Latching relays may seem a bit retro when we could do it all with codecs and routing software, but they are media-agnostic, have no appreciable insertion loss, draw no power except during state transitions, and are simple. Video might be a little messy when switching, but the dozen or so cameras around the ship are not genlocked anyway, so I might just cobble a little transition-fader to eliminate the sync glitch.
Incidentally, there appear to be 15 nodes in the plan at the moment, most of which are simple I/O concentrators for a collection of local sensors. If you have Arduino experience and would like to take one on, please let me know… I miss the good old days of development teams and volunteers. Being in the remote forest of Camano is not at all like the heart of Silicon Valley; my best memories of the BEHEMOTH project involve energetic evenings with fellow geeks in the bikelab… often capped with Tony & Alba’s pizza.
Nomadic Research Labs Online Store
Thanks, folks, for your suggestions on my question about where to hang the shingle. I’ve decided to keep the Boat Hacking name for the book about that subject, but the store is more general. The domain will be my long-dormant nomadicresearchlabs, which is about to get a Zen Cart installation. It’s a business name I’ve been using for a couple of decades now, and better reflects the full range of goodies I intend to offer.
I think this is going to be fun, and not only because I really need to make a living while having all this other fun. The initial focus will be on the intersection between mainstream marine electronics and the world of high geekery, along with a few other things that happen to fit. This includes tools and parts for setting up a mobile lab, kits for my own designs, favorite gizmos and gadgets, related publications, and even a bit of NRL surplus (a Microship, anyone?).
The learning curves are steep… online payment APIs, SSL certificates, template overrides, vendor relationships, accounting, and an unfamiliar level of formality regarding inventory. I think the store will flicker to life sometime in February, and hopefully will develop in parallel with the other projects so it won’t be too disruptive (speaking of gain-bandwidth issues…)
2017 Note: that is long gone, and the store is now integrated with this site. I left all that text just for the history.
Soft Goods
Sky and Karen are working on the new boat curtains, and early indications are that they will provide a lush alternative to the stark fishbowl look of those large windows (especially at night in a marina). They are made of two layers: a light UV-resistant material outside and a dark blue textured fabric inside… reversable for use when bright interior lighting is a high priority.
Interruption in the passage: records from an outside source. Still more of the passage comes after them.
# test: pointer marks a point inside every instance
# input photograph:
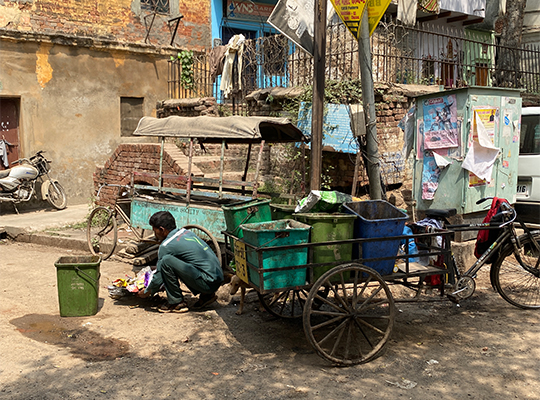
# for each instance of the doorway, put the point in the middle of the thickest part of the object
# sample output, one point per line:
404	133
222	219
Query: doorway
9	131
Attachment is with powerful magnets, still in the experimental stage.
I bought some new Samson Pro-Set docklines last year, and Sky sewed the Seadog leather chafing gear, located where they seemed to make most sense. Over time, we discovered that different mooring situations call for rearrangement of the lines… sometimes with unprotected regions leading through chocks. A few weeks ago, I checked the boat after a big windstorm and found something disturbing:
It was a cheap lesson – I only lost a $36 dockline. But chafing gear is not optional!
Time to update a few variables and drop through a case structure when a command arrives via USB… I’ve really missed this stuff over the last few years.